La guardia di finanza ha denunciato due persone per contraffazione e ricettazione

Oltre 1.600 prodotti contraffatti o non a norma sono stati sequestrati dalla guardia di finanza di Imola durante i giorni della mostra scambio del Crame.
L’intervento ha interessato alcuni espositori presenti in città per uno dei più importanti appuntamenti a livello europeo per i collezionisti di auto, moto e biciclette d’epoca. Tra i prodotti sequestrati diverso materiale contraffatto recante loghi di case automobilistiche quali Ferrari, Maserati, Porsche, Alfa Romeo (per citarne alcuni) e motociclistiche (Harley Davidson, Yahama ecc ecc).

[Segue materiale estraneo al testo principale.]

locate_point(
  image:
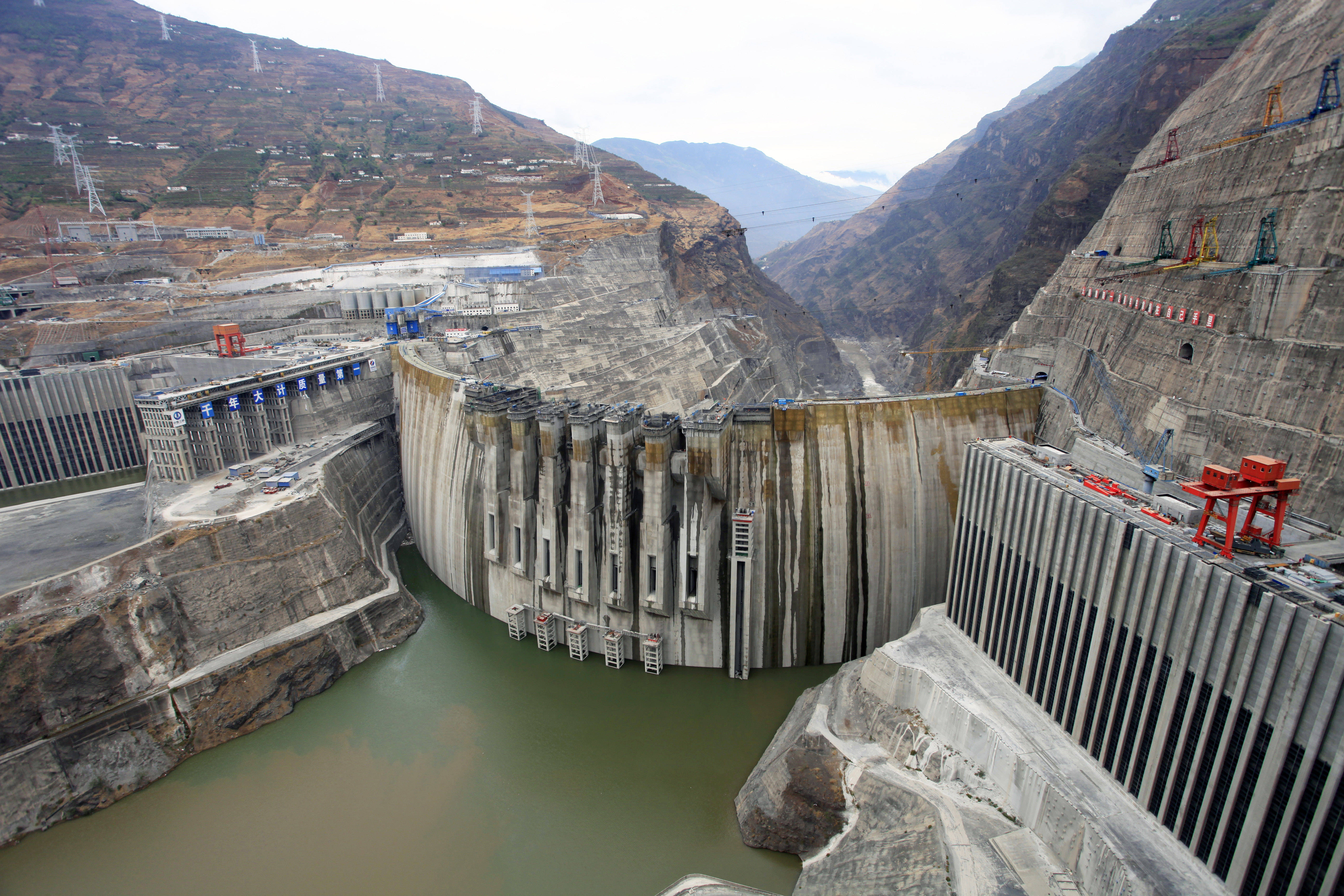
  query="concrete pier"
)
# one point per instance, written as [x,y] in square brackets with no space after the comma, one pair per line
[746,537]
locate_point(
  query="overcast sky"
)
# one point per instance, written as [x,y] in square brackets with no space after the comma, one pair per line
[845,85]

Tra i prodotti non a norma sequestrati anelli metallici, bracciali, orecchini, catene per portafogli, accendini e fiaschette in acciaio considerati non rispondenti agli standard di sicurezza.
Al termine delle attività di prevenzione e repressione delle violazioni in materia di tutela dei marchi e della sicurezza dei prodotti eseguite dai finanzieri della compagnia di Imola «sono stati denunciati due soggetti, un italiano e un francese, per reati inerenti alla contraffazione e alla ricettazione» affermano le Fiamme Gialle.
Un’attività, quella dei finanzieri imolesi, «tesa a scongiurare la commercializzazione di prodotti contraffatti che generano illeciti benefici patrimoniali in danno dei commercianti onesti e a salvaguardare il consumatore dall’acquisto di articoli potenzialmente nocivi, poiché non rispondenti ai previsti standard di sicurezza».